Choosing $x\neq0$ and showing it to be equal to $1$ makes sense. However I don’t follow the next few congruences, why are they true? Since $\gcd(p,s)=1$, doesn’t this tell us that ${p^{k-r}}$ can’t divide $s$? In turn implying from the first congruence that ${p^{k-r}}$ divides $p^{r}s-1$. I don’t see why this is true?
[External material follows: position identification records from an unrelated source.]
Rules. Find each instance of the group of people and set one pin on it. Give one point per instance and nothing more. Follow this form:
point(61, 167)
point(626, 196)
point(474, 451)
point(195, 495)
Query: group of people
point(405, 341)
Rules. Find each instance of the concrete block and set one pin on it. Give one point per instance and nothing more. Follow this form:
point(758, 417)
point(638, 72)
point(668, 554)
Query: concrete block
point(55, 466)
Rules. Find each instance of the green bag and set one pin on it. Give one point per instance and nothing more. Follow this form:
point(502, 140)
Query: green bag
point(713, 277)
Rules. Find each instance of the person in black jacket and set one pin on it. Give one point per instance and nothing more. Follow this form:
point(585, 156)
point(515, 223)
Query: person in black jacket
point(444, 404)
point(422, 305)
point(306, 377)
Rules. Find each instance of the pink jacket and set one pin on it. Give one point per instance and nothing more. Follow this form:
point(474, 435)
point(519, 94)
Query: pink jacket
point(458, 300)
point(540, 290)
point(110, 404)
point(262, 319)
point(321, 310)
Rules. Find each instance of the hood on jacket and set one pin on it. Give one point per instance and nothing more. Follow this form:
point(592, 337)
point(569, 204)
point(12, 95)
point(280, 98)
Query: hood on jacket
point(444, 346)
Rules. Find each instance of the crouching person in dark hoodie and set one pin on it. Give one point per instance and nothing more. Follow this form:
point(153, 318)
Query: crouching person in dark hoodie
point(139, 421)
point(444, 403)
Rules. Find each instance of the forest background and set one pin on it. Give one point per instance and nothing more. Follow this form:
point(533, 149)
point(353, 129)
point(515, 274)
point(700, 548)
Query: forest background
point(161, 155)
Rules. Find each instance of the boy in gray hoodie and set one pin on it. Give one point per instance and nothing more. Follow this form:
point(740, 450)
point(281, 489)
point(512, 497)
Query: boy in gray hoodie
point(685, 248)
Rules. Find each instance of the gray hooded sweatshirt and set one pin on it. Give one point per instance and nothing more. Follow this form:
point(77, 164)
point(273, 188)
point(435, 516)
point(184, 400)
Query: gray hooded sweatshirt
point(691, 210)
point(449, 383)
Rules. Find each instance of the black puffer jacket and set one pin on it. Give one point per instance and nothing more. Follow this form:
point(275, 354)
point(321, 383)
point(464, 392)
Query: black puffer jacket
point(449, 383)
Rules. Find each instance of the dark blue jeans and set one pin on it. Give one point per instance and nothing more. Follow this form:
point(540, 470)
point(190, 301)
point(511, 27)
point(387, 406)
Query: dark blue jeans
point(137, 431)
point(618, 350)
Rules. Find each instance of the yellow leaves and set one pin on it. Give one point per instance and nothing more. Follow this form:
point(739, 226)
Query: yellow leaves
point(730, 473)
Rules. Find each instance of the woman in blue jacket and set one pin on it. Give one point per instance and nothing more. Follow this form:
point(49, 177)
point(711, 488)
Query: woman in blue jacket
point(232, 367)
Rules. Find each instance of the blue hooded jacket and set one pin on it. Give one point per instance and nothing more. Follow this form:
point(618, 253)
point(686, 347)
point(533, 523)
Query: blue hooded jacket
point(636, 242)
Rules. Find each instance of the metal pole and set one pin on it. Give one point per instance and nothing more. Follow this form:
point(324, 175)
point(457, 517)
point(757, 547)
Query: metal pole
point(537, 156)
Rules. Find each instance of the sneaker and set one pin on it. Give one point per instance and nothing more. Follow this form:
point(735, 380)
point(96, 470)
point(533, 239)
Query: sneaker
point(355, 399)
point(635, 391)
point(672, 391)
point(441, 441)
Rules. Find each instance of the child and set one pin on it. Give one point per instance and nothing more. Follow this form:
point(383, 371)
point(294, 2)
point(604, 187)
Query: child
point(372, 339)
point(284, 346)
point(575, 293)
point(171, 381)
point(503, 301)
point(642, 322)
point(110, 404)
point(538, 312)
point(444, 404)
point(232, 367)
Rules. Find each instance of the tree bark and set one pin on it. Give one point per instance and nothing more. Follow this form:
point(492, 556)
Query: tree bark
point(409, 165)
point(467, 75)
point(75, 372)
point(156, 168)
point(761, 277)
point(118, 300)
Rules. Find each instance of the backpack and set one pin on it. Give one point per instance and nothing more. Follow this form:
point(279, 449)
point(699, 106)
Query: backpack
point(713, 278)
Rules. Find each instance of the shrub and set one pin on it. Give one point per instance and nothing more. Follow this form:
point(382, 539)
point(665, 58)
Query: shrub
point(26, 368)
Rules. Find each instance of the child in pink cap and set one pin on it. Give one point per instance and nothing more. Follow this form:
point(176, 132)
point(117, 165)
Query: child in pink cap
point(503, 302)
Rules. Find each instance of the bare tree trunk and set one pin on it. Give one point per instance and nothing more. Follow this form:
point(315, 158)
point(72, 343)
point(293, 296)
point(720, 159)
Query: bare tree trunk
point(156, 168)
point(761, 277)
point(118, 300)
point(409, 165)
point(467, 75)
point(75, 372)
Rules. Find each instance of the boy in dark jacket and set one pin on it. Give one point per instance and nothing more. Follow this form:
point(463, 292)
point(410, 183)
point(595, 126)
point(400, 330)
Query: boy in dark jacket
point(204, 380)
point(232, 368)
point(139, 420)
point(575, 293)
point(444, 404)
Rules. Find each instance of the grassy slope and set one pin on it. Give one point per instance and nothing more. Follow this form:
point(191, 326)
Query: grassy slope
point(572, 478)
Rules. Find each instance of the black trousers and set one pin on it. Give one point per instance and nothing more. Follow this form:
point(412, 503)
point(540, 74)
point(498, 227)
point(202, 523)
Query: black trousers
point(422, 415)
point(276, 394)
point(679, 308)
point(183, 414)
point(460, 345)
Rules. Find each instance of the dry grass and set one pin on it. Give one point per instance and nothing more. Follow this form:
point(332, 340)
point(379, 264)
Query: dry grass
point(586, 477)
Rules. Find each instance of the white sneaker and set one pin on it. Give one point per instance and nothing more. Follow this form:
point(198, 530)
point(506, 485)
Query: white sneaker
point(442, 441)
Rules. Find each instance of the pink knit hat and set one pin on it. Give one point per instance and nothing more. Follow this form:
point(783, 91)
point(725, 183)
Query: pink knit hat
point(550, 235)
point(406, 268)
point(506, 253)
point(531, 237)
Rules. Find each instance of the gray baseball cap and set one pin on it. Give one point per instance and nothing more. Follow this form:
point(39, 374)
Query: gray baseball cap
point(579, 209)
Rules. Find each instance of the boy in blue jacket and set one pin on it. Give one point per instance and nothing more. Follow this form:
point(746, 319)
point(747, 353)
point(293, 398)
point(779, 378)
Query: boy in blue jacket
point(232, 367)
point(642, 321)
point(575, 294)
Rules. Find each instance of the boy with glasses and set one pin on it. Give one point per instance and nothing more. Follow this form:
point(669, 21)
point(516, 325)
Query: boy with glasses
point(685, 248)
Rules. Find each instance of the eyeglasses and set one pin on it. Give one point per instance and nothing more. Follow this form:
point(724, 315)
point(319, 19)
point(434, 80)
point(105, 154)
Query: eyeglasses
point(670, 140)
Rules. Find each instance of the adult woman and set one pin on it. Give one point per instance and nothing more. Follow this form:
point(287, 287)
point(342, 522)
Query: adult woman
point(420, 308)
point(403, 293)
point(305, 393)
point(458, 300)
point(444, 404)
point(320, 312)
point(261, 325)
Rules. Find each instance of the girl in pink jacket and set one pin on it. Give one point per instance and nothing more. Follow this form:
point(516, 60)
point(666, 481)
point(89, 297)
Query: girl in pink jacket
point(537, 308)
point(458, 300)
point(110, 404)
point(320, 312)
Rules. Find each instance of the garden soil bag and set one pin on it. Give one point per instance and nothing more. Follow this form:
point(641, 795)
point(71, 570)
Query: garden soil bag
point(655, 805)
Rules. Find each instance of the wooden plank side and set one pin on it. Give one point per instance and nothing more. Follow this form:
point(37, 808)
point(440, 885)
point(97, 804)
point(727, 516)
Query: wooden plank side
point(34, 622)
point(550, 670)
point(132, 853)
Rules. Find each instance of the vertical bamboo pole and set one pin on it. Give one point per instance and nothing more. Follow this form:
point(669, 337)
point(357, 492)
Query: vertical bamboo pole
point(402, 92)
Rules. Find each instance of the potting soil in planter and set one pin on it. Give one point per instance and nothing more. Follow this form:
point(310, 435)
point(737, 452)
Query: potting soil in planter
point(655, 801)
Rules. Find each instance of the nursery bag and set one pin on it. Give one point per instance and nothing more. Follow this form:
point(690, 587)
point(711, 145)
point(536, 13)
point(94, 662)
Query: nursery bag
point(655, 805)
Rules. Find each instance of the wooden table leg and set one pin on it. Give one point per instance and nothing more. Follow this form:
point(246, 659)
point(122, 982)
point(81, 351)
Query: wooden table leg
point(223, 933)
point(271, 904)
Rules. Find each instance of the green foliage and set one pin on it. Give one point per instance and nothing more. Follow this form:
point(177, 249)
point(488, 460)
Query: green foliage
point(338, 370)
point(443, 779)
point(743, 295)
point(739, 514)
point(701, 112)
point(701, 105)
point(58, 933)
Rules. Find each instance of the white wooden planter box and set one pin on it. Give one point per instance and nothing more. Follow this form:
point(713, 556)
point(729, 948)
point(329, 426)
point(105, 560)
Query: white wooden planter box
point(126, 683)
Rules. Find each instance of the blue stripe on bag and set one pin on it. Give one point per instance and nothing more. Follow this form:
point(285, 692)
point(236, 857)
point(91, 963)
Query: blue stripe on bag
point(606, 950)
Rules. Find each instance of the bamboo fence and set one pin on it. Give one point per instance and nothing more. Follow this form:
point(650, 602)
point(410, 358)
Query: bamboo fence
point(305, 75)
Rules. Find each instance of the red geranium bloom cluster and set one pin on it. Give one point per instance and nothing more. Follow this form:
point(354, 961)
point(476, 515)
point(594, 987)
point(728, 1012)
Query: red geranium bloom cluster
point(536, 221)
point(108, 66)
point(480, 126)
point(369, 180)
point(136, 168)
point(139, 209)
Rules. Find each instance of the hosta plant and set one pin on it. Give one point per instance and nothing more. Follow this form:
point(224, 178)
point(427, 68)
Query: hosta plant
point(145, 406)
As for the following steps, I can see why $r$ must equal $0$, but unfortunately not the rest.

Sorry for the long post, any help is greatly appreciated.

Solutions Collecting From Web of "Help with proof of showing idempotents in set of Integers Modulo a prime power are $0$ and $1$"

The ring $\mathbb{Z}/p^k \mathbb{Z}$ is a local ring: it has a unique maximal ideal, the set of all multiples of $p$. (The ideals in the quotient ring $\mathbb{Z}/p^k \mathbb{Z}$ are precisely the ideals of $\mathbb{Z}$ containing $p^k$. Since $\mathbb{Z}$ is a PID, the result comes down to the fact that the only prime dividing $p^k$ is $p$.)

An element $e$ of a commutative ring is an idempotent if $e^2 = e$.

Here are some very easy facts about idempotents:

1) If $e$ is an idempotent, so is $1-e$: $(1-e)(1-e) = 1 – 2e + e^2 = 1-2e + e = 1-e$.
2) If an idempotent $e$ is a unit, then $e = 1$: multiply $e^2 = e$ by $e^{-1}$.
3) One says that an idempotent $e$ is nontrivial if neither $e$ nor $1-e$ is $0$. It follows from 2) that neither $e$ nor $1-e$ is a unit.

Proposition: A local ring has no nontrivial idempotents.

Proof: Let $\mathfrak{m}$ be the unique maximal ideal of $R$. If $e$ is a nontrivial idempotent, then by 3) above $e,1-e \in \mathfrak{m}$, hence $e + (1-e) = 1 \in \mathfrak{m}$, contradiction.

The key theorem that would help you is this.

Theorem. Let $b,c,d\in \mathbb{Z}$ with $d\neq 0$. Then

$$ad\equiv bd \pmod{c}$$

if and only if

$$a \equiv b \pmod{\frac{c}{\gcd(d,c)}}$$

Proof. Let $\alpha=\gcd(d,c)$, and set $c=c’\alpha$, with $\gcd(\alpha,c’)=1$. Similarly, set $d=d’\alpha$, with $\gcd(\alpha,d’)=1$. Also, $\gcd(c’,d’)=1$, by maximality of gcd. Now, suppose $ad\equiv bd \pmod{c}$. Then $c|(ad-bd)$. Translating, we get $c’\alpha | \alpha ad'(a-b)$. Cancel the $\alpha$ and we get $c’|d'(a-b)$. Since $\gcd(c’,d’)=1$, in fact $c’|(a-b)$. The other direction is simpler: suppose $c’|(a-b)$. Then $c’\alpha | \alpha ad'(a-b)$.